桜の花びらのむこうの青

「観葉植物がお好きなんですね」

あまり詳しくないけれど、どこかで見たことのある植物たちを見回しながら言った。

「好きというよりも、こういう仕事していると目が疲れやすいんだ。緑は目の癒しに置いてるって感じかな」

ジーンズの上に白シャツをラフに着ていた柳江さんは、リビングの扉にかけてあった濃紺のジャケットを手に取ると、私の表情を伺うように尋ねる。

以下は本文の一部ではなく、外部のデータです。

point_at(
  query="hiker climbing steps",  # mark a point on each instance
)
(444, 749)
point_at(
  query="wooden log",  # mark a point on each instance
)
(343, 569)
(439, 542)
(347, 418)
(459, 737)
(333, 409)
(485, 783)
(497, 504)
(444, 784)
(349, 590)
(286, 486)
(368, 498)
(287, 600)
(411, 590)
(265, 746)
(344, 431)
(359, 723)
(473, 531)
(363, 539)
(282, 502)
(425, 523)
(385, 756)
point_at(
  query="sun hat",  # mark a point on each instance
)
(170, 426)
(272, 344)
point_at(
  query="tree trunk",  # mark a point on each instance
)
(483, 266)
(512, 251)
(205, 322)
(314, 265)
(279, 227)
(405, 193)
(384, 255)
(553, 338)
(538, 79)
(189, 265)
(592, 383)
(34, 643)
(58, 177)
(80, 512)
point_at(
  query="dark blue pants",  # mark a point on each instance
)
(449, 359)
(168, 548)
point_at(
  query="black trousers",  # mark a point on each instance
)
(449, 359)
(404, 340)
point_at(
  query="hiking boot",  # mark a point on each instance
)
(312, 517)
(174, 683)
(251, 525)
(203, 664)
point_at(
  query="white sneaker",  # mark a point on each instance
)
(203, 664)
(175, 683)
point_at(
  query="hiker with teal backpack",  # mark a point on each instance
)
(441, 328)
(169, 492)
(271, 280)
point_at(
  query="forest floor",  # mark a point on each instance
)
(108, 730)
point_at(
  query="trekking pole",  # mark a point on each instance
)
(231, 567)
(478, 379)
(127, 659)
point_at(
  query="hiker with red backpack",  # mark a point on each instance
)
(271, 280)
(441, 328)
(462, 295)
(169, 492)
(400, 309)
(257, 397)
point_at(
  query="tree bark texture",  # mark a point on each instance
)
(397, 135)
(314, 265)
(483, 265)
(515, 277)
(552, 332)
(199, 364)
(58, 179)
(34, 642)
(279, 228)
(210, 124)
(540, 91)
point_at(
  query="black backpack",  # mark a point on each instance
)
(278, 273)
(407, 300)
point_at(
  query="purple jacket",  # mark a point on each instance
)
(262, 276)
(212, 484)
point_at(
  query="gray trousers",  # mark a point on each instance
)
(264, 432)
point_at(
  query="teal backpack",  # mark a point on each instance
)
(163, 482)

「やっぱり専務クラスの人と話する時にはジャケットあった方がいいよね」

「そうですね。ジャケットはそれだけでフォーマルな雰囲気に見せますから」

「わかった、ありがとう。俺、サラリーマン生活とはかけ離れた生活しているからある意味常識知らずなところがあってね」

意外な感じで思わずくすっと笑ってしまう。

「笑ったな」

彼はそう言って笑うと、私のおでこにコツンと握り拳を軽く当ててきた。

ドクン。

トクトクトクトク……。

この場所に二人きりだということに今更ながら緊張してくる。

彼と言えば全く緊張する様子はないのに、逆にそれが一層よくない。

一つ一つの彼の所作を必要以上に私だけが意識してしまう。

「こっちがキッチン、とりあえずコーヒーはここにたっぷり沸かして保温してる。コーヒーカップは棚にあるものを使って。あと、シュガーとスプーンはここ」

「あの……コーヒーを乗せるトレーみたいなものはありますか?」

「トレー?あー、確かあったと思うけど」

柳江さんはそう言うと白い食器棚の上に手を伸ばす。ふわりとシャツが浮かび、彼のひきしまった腹部が見えた。

あ……咄嗟に目を逸らす。

「あったあった。はい、これでいい?」

「はい、オッケーです」

うつ向いたまま答える。

「頼りになるよ」

彼は優しく微笑んだ。


『ピンポーン』

まだまだその微笑みを見ていたかったのに、どうやら専務が到着したらしい。

「今日はわざわざこんな狭い場所にお越しいただいて申し訳ありません」

玄関に立つ専務は、小柄ではあるけれど、役員独特のオーラを放っていて、これまで長年の仕事生活で培ってきたものが穏やかそうに見える丸顔の皺にしっかりと刻まれている。着用しているスーツも明らかに上質のもので嫌味のないオーデコロンの香りがした。

「いやいや、昔ながらの営業癖が今も抜けなくてね、依頼する側が出向くのは当たり前のことだ。仕事場に行けばその人の仕事ぶりも見えていいんだ」

「あまり見られると……緊張します」

柳江さんは頭をかきながら苦笑する。

専務はそんな彼に目を細めると、内ポケットから名刺を取り出し彼に差し出した。

「改めて、日和ワールド出版の岬です。今日は急に悪かったね。おや、こちらは?」

彼の後ろに立っていた私に気づいた専務が私に軽く会釈する。